The Warren (venue website)
Theatre
13 May, 5:30pm-6:30pm
Reviewed by Richard Stamp

 Parental Guidance. Under-17's must be accompanied by an adult.

There’s no award at the Brighton Fringe for “the most striking set” – but if there were, this play’s would be a shoo-in. The towering wooden construction, an elaborate labyrinth of shelving with the merest hint of MC Escher, fills the Warren’s sizeable stage – setting the tone for what’s certainly an ambitious, expansive play.
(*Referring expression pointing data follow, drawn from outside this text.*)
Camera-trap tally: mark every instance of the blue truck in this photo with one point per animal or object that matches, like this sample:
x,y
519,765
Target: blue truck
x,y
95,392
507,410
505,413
Sadly, a few patchy performances and a script which needs some honing mean the overall experience is less awe-inspiring.

The action takes place entirely inside the eponymous 179 Hackney Road, and it starts in the modern day.  We know it’s the modern day, because of the less-than-subtle splattering of contemporary references: iPhone apps, tick; Twitter, tick.  Before long, the scene changes, and we’re seeing the same building back in the 1950’s (the Coronation, tick, teddy boys, tick), and finally Thatcher’s 80’s, complete with filofaxes, shoulder-pads, and Don’t You Want Me Baby.

It seems that number 179 has always been a café – and, despite the boarded-up door which appears in the play’s publicity shots, it’s always been a relatively swanky one.  And there’s the first slight disappointment: a sense of an issue the play has toyed with, but hasn’t quite managed to address.  One man talks about the profound deprivation to be found on the other side of the street, but we don’t see a lot of that conflict within the café’s walls.

Still, there were a few really good ideas in the script.  We see a clever bit of reverse prejudice in the 1950’s, when a black postal worker refuses to shake the hand of a teddy boy who he assumes must surely be a racist.  The contemporary scenes had a knowingness to them, a sense of how cosseted we’ve become when the worst thing that happens in life is that you can’t connect to wi-fi.  And while the big cultural signposts are laid on with a trowel, there are some subtler references which truly enhance the mood: the way that coffee is exotic in the 50’s, or the mention of the riots in 1981.

But for a 90-minute play, not an enormous amount actually happens.  Despite the fact not much actually happens, the most important plot developments are all crammed into the last few minutes, with the bloody resolution of the 1950’s storyline feeling especially out of proportion to the slight sense of tension that’s been developing up till then.  And – beware, this is a mild spoiler – the 2013 story turns on the fact that London is besieged by bombs hidden in “blue Vauxhall Astras”.  Why were the terrorists so attached to a particular colour of car?  It just didn’t make sense, and I spent so long mulling the fact it didn’t make sense that the play was over before I’d quite tuned back in.

The large cast delivers some genuinely strong performances but also, I’m afraid, some rather weak ones, and there are a few basic mistakes on display (particularly in delivering lengthy chunks of dialogue while facing the back of the stage).  Slightly oddly, characters from one age sometimes appear as extras in another – with the particularly weird effect that a 1950’s waitress expresses horror at the arrival of a black customer, despite the fact that another black man has been sitting at a corner table all along.

The biggest problem, though, is simply that the script doesn’t quite justify its concept.  I was expecting the three storylines to come together in a clever parallel conclusion, but in fact there are mere echoes of connections between the ages, telling me little I hadn’t realised before.  But still, that set, that set!  I’ll have dreams about that set.  Let’s hope this play can ultimately match its grand ambition.